3d Camera Control
This page goes into a bit more detail about writing camera controllers.
First Person Camera Controller
Controlling the camera in a “first person” camera controller. This doesn’t necessarily mean there’s a person in the game-object sense, but this also works for freeflight cameras.
Note: Most of this should be trivially implementable with knowledge from the Vectors and Euler Angles pages.
Assuming a camera structure of some sorts exists, with at two floating point values for at least the pitch and yaw and a position vector.
For this bit I’m going to use the following struct:
typedef struct {
vec3 position;
float yaw;
float pitch;
} camera_t;
Note that it doesn’t include any information about the actual view matrix. That’s not something this page is concerned with.
Assume now you want to update the position for the camera, based on a certain key press. This is actually quite easy, the first step is to convert the yaw/pitch into a direction vector $\hat{d}$. This is also where something like a non-flying first person controller comes in, as it only does a partial conversion, leaving out the $y$ component of the new direction vector.
This vector can now be used to add to our position. That’s all. The only difference in the following code is that, when strafing, instead of using the forward vector we take the cross product of said vector and the up-direction, so that we get a new vector that is parallel to the left/right axis from the perspective of the camera.
void move_camera(camera_t *cam)
{
// Contains the direction we want to move in.
vec3 direction = {0};
// Other stuff, like updating the camera rotation, which is just adding to the
// pitch/yaw, multiplied by the delta time, as well as clamping it.
// Note, the following can be changed to
// vec3 forward = { sinf(cam->yaw) * cosf(cam->pitch), 0, cosf(cam->pitch) * cosf(cam->yaw) }
// if you want a floating freecam style camera movement.
vec3 forward = { sinf(cam->yaw), 0, cosf(cam->yaw) }
// `cross_product` would be a function that returns a vec3 with the cross product.
vec3 left = cross_product((vec3){ 0.0f, 1.0f, 0.0f }, forward);
// Assume `IsKeyPressed` returns a boolean that is true if the key is pressed.
// `vec3_add` takes in two vec3s, adds them together and writes the result
// to the third vector, `vec3_sub` does the same thing but for subtraction.
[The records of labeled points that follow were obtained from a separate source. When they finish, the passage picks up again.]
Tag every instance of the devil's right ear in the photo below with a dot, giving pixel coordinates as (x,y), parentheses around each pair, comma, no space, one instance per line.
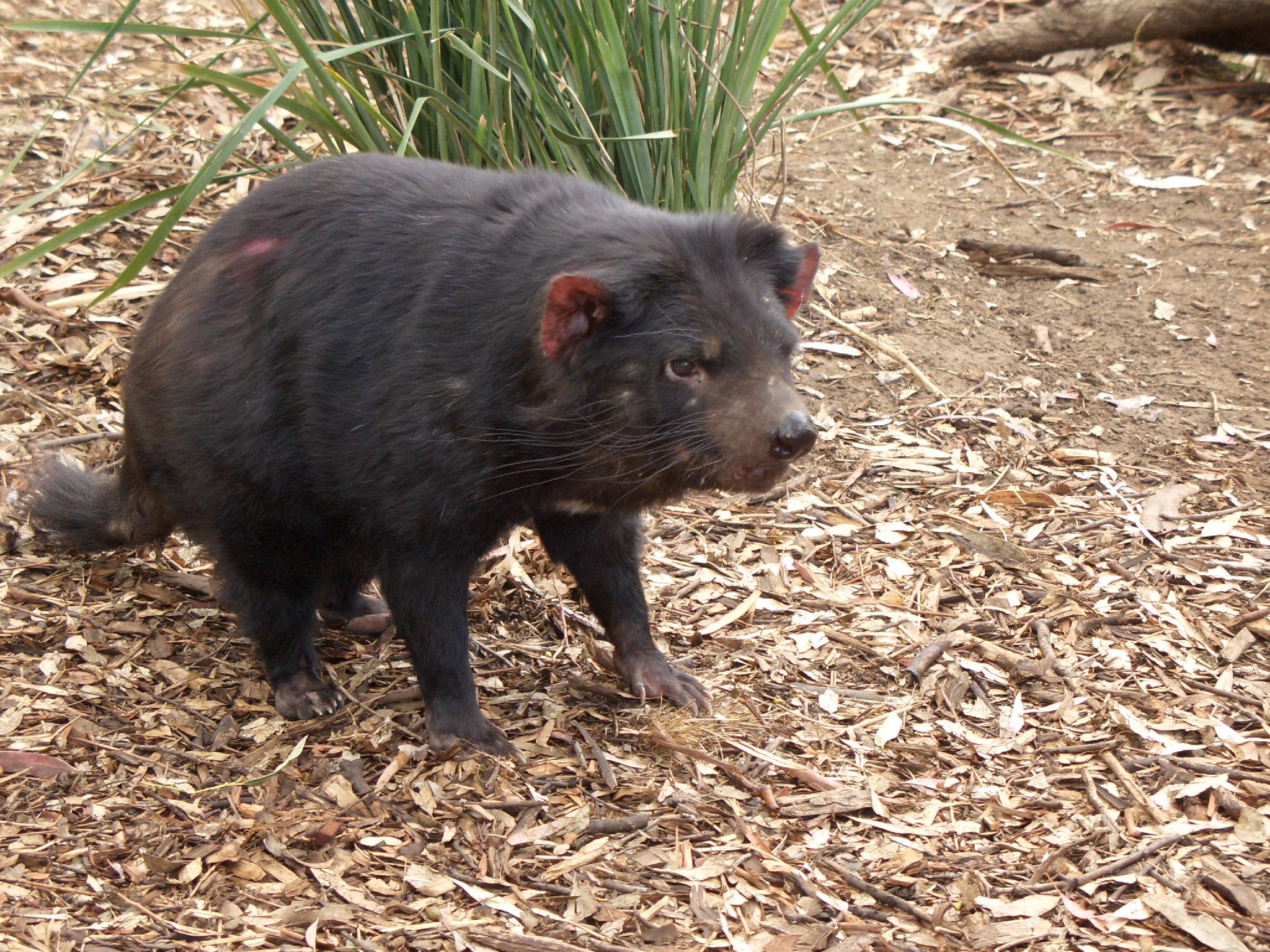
(574,305)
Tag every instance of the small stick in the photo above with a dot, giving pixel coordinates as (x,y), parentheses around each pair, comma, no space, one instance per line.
(511,942)
(760,790)
(76,438)
(1254,616)
(876,891)
(619,824)
(892,352)
(1127,861)
(923,659)
(606,771)
(1096,800)
(1003,253)
(1220,692)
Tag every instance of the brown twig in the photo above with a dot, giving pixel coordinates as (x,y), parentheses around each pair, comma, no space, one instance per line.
(923,659)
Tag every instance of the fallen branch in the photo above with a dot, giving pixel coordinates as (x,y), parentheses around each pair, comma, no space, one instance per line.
(760,790)
(20,299)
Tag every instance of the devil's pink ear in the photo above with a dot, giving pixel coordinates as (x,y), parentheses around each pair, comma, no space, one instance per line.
(574,306)
(797,295)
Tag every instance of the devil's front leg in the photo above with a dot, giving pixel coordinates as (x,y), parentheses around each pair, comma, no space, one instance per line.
(427,593)
(602,552)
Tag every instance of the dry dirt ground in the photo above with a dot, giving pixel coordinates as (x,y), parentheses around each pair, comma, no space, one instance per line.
(990,672)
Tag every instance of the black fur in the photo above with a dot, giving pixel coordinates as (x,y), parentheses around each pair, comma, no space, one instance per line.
(375,366)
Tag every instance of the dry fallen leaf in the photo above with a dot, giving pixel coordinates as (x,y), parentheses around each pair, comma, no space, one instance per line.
(1160,511)
(32,763)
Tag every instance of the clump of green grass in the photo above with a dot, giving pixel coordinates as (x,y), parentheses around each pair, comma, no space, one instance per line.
(659,99)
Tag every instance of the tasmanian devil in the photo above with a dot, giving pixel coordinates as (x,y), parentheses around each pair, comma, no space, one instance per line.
(375,366)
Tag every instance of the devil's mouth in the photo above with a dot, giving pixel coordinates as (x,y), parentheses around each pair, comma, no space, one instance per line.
(758,478)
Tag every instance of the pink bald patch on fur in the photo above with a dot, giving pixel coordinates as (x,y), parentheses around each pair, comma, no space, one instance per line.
(259,248)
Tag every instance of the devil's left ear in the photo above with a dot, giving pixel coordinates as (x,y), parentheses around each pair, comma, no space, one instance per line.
(797,294)
(574,305)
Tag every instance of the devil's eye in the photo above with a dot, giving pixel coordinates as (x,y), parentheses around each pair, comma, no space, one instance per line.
(683,368)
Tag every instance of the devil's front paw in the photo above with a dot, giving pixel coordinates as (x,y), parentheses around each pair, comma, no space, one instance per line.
(649,674)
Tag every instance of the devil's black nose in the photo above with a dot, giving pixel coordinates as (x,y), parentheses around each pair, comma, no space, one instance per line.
(794,437)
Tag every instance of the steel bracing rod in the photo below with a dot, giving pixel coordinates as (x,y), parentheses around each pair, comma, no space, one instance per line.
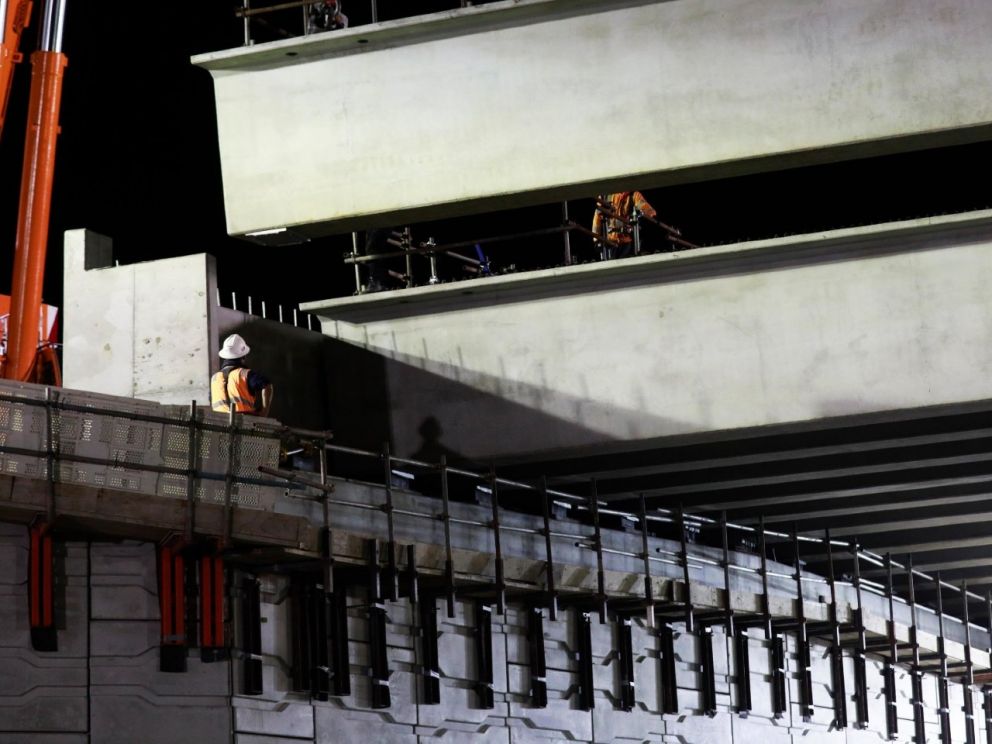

if (IsKeyPressed(KEY_W)) vec3_add(direction, forward, direction);
if (IsKeyPressed(KEY_S)) vec3_sub(direction, forward, direction);
if (IsKeyPressed(KEY_A)) vec3_add(direction, left, direction);
if (IsKeyPressed(KEY_D)) vec3_sub(direction, left, direction);
if (!is_zero(direction))
vec3_normalize(direction)
// Assume `dt` is defined outside of this function and represents the amount
// of seconds since the last frame and `movementSpeed` to be some sort of value
// that determines the movement speed.
vec3_scale(direction, movementSpeed * dt, direction);
// Add the final direction to the position.